Ja und mit den Komponisten beschäftige ich mich ja auch Dank deiner Impulse intensiver. Leider konnte ich mir dieses Wochenende noch nicht die Zeit nehmen für alle Filme, denn ich habe ja gerade sehr viel Lesematerial vor mir, aber so kann ich mich noch drauf freuen…

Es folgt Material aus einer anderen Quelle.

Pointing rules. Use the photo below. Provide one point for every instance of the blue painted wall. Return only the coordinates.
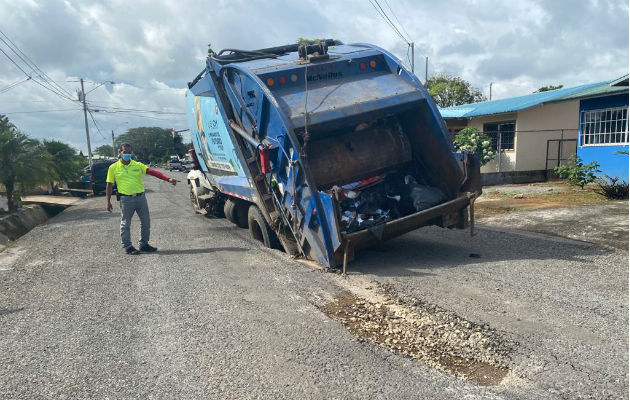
(611, 164)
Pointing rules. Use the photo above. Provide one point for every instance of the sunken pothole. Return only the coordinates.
(426, 333)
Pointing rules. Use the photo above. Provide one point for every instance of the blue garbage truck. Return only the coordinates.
(323, 148)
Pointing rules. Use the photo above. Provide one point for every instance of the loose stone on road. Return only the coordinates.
(214, 315)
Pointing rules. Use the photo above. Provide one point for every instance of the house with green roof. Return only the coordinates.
(539, 131)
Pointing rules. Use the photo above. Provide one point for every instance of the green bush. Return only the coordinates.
(577, 173)
(473, 141)
(611, 188)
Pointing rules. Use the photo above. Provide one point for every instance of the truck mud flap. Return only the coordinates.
(370, 237)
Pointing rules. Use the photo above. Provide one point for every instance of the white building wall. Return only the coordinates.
(537, 125)
(534, 127)
(508, 157)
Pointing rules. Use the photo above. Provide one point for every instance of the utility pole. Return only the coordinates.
(426, 69)
(87, 129)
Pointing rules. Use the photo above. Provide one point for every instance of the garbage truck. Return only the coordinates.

Danke und liebe Grüße nach Köln
Guten Abend Doris,
ja, das ist unbedingt richtig, dass sich uns die Dinge erst erschließen, wenn wir uns damit beschäftigen. Gerade schaue ich mir eine sechsstündige Biographie von Johann Sebastian Bach an, das war ja die gleiche Zeit wie Biber. Und ich entdecke immer wieder Neues. Ich glaube, dass sicher diese Großen etwas ganz Besonderes sind. Aber ebenso sind wir alle ein eigener Kosmos.
Der Kern dieses Blogs soll ja die Mineralienwelt sein. Im Februar geht es los mit Magnesium. Das wird sicher spannend.
Aber die Rubrik Unterhaltung wird auch weiter gepflegt, mit Bach, Beethoven, Vivaldi und Händel, Purcel und Scarlatti.